Christmas Eve has always been the most special day of the year for me. Memories from my childhood include Noche Buena dinner parties full of family and friends dressed very nicely and a house permeated with the smells of a Cuban kitchen. Sometimes ham, sometimes pork, always black beans and rice, yuca, some vegetables, desserts, and lots of booze. A joyous occasion that usually ended with bodies laid out on the floor in front of the tree or by the fire, watching snowflakes fall and telling stories of adventures past.
Since becoming a father, it has been a priority for me to try my best to recreate the memorable experience for my kids that was my own warm memory of Christmas Eve.
Noche Buena 2008 from Mario Aquino on Vimeo.

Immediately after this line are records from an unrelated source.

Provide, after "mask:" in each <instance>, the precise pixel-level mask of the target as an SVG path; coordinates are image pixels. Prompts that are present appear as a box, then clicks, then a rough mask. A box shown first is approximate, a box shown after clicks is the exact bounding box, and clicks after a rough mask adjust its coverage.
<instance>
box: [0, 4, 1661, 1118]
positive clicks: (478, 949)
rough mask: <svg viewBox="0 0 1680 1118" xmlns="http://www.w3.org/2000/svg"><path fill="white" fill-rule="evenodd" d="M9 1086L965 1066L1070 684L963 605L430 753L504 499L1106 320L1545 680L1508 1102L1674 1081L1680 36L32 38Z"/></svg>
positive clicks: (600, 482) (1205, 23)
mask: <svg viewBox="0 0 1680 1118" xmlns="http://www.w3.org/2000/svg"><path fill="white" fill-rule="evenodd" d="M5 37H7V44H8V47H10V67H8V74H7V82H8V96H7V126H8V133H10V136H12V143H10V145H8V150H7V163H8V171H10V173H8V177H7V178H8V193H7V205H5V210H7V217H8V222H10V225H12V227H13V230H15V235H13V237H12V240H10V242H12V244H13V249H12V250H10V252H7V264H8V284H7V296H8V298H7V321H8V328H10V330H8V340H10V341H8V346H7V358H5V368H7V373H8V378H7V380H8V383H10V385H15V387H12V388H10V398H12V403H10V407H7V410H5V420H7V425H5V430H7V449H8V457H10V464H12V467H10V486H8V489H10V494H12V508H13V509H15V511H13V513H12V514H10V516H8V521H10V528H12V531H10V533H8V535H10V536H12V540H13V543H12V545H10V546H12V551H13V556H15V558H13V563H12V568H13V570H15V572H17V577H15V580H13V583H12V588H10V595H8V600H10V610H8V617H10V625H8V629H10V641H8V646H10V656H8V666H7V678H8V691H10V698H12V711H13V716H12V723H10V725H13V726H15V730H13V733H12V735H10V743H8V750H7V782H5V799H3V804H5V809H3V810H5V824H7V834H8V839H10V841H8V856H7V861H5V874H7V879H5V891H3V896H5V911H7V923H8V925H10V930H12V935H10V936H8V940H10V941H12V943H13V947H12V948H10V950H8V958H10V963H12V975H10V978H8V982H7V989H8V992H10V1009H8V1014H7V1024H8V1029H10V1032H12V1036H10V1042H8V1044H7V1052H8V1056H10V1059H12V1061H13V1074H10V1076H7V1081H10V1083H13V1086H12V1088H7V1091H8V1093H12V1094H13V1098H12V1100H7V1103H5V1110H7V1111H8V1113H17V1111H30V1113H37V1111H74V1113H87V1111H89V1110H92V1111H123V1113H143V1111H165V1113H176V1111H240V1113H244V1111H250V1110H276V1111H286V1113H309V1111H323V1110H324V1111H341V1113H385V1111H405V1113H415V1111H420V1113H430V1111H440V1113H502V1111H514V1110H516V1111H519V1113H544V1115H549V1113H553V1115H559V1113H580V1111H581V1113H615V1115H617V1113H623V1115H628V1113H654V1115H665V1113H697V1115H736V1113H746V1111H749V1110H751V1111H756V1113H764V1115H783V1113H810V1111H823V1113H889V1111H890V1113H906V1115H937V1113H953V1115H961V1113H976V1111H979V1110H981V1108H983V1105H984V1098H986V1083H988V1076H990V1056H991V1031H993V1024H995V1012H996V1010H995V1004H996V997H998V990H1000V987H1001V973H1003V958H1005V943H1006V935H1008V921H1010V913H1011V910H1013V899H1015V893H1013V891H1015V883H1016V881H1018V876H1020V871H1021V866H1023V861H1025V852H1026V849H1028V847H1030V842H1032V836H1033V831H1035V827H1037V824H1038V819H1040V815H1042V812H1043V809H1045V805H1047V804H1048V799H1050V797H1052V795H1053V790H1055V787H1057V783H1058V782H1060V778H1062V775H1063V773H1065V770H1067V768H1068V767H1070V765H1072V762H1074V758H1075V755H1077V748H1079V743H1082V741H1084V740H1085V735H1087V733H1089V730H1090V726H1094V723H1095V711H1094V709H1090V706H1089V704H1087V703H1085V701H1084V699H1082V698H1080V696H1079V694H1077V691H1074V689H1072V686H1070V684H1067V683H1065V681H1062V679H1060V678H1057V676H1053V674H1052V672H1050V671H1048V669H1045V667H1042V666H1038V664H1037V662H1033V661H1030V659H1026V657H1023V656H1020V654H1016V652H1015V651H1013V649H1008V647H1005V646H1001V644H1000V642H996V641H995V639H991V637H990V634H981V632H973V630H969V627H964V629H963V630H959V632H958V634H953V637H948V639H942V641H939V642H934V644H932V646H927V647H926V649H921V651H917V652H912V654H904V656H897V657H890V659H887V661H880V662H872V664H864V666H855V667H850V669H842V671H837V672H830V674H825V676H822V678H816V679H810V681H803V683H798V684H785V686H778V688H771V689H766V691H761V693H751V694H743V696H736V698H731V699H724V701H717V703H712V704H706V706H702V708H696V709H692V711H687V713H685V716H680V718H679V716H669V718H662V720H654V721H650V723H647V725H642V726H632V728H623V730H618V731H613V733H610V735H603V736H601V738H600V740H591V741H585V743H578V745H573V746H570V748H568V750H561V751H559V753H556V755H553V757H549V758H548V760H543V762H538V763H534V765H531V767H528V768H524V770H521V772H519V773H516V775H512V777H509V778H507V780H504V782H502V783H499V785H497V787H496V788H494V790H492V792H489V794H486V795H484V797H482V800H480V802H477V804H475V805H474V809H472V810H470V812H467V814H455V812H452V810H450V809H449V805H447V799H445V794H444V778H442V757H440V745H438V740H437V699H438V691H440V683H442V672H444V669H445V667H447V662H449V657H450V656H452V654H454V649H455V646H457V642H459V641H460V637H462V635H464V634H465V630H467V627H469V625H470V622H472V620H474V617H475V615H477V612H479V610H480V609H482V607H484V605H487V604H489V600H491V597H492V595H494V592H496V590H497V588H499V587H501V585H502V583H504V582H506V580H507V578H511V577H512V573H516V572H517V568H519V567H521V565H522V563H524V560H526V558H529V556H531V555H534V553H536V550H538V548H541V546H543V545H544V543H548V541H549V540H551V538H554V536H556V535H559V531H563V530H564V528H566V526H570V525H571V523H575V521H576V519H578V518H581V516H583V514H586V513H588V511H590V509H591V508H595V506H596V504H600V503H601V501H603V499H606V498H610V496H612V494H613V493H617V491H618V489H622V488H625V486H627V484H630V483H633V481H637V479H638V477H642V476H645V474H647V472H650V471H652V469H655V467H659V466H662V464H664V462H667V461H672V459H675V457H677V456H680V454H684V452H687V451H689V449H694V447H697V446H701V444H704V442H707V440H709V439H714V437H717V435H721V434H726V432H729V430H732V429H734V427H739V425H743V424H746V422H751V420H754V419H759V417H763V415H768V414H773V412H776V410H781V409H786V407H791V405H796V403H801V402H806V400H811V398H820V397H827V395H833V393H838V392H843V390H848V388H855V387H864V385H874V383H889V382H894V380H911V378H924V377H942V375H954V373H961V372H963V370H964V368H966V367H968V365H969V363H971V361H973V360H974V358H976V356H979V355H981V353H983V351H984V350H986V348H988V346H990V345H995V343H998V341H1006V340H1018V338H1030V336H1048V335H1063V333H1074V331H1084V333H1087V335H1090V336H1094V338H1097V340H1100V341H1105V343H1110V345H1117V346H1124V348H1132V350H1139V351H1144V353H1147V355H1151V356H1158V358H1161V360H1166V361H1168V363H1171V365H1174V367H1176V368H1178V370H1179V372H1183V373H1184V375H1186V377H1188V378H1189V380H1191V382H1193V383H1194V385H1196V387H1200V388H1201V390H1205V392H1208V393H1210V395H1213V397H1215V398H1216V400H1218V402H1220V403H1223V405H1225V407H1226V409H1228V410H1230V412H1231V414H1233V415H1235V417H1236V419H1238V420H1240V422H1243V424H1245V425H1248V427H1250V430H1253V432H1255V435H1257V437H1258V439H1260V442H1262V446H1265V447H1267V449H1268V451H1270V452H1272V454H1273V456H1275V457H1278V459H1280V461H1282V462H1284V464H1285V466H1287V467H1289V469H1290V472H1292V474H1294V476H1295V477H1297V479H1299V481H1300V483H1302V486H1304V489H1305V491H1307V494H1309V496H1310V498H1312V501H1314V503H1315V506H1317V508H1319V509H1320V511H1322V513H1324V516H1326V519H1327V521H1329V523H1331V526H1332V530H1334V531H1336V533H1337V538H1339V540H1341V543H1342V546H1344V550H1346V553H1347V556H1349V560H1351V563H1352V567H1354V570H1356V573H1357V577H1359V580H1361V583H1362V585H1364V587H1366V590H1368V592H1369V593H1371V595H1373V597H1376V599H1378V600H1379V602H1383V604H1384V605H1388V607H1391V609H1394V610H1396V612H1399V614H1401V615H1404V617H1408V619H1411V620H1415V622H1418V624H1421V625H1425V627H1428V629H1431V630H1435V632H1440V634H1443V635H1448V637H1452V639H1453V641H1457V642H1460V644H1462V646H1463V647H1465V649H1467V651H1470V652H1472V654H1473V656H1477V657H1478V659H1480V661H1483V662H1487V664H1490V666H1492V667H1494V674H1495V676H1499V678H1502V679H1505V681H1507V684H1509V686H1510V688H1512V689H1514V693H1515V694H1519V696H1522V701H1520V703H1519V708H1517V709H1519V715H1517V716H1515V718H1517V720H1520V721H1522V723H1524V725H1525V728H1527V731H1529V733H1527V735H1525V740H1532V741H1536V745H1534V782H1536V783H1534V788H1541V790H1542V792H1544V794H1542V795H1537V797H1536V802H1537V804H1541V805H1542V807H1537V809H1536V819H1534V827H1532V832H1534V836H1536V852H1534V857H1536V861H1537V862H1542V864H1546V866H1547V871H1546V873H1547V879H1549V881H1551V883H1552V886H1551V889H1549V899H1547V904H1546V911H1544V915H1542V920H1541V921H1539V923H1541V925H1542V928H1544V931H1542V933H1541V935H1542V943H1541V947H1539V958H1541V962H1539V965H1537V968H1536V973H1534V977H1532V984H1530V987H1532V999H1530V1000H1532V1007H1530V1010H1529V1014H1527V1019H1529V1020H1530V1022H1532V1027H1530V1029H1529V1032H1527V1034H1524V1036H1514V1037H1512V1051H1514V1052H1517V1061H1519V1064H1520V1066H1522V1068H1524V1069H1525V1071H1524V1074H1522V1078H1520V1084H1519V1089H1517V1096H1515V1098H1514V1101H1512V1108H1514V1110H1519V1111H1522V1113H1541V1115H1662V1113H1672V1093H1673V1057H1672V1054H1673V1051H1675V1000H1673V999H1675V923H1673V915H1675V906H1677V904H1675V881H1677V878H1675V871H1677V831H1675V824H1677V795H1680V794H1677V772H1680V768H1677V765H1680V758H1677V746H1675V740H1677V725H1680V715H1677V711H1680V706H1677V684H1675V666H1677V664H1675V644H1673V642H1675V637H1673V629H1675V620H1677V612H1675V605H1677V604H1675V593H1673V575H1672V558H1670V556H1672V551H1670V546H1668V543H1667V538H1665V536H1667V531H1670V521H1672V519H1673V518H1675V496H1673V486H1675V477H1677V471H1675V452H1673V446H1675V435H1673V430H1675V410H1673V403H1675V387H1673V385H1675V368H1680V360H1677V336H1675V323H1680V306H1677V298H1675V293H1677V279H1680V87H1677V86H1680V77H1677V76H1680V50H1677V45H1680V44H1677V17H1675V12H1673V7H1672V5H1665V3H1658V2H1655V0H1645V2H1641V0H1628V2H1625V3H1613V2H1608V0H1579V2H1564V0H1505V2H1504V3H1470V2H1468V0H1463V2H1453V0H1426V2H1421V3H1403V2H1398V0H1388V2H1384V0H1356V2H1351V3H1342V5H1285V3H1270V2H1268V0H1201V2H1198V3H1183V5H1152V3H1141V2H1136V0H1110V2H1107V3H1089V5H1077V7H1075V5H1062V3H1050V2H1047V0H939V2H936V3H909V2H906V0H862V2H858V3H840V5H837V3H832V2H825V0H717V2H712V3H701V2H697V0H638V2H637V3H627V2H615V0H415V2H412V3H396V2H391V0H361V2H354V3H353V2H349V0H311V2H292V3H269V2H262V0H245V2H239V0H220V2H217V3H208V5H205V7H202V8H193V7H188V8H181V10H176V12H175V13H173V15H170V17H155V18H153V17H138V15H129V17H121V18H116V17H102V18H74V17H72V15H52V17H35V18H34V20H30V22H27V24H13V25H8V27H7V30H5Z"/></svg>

We had prepared for a dinner party to seat 11 adults and 2 kids. The pig was so late in being ready to eat that the Noche Buena dinner was effectively ruined. All our guests had gone home with little more than hors d'oeuvres and some wine in their bellies. Despite all our efforts, there is no rushing a pig in a Caja China in December in St. Louis. At times I felt like Icarus... at times, like Captain Ahab. The regret was palpable and the expense of the day, substantial.
My opinion of the Caja China is that it is an extremely inefficient apparatus for roasting pigs. As you can see from the video, the heat source is above the meat, which lies in a metal-lined plywood box. This guarantees that the meat will be cooked slowly. However, the documentation for the Caja China says that a pig should take between 3 & 4 hours to cook, but our experience was that it took over 10 hours to cook the pig. Perhaps in Miami, where the temperature usually stays above 65 °F, the cook-time for a pig stays within the 3 - 4 hour window. Sadly, that was not our experience.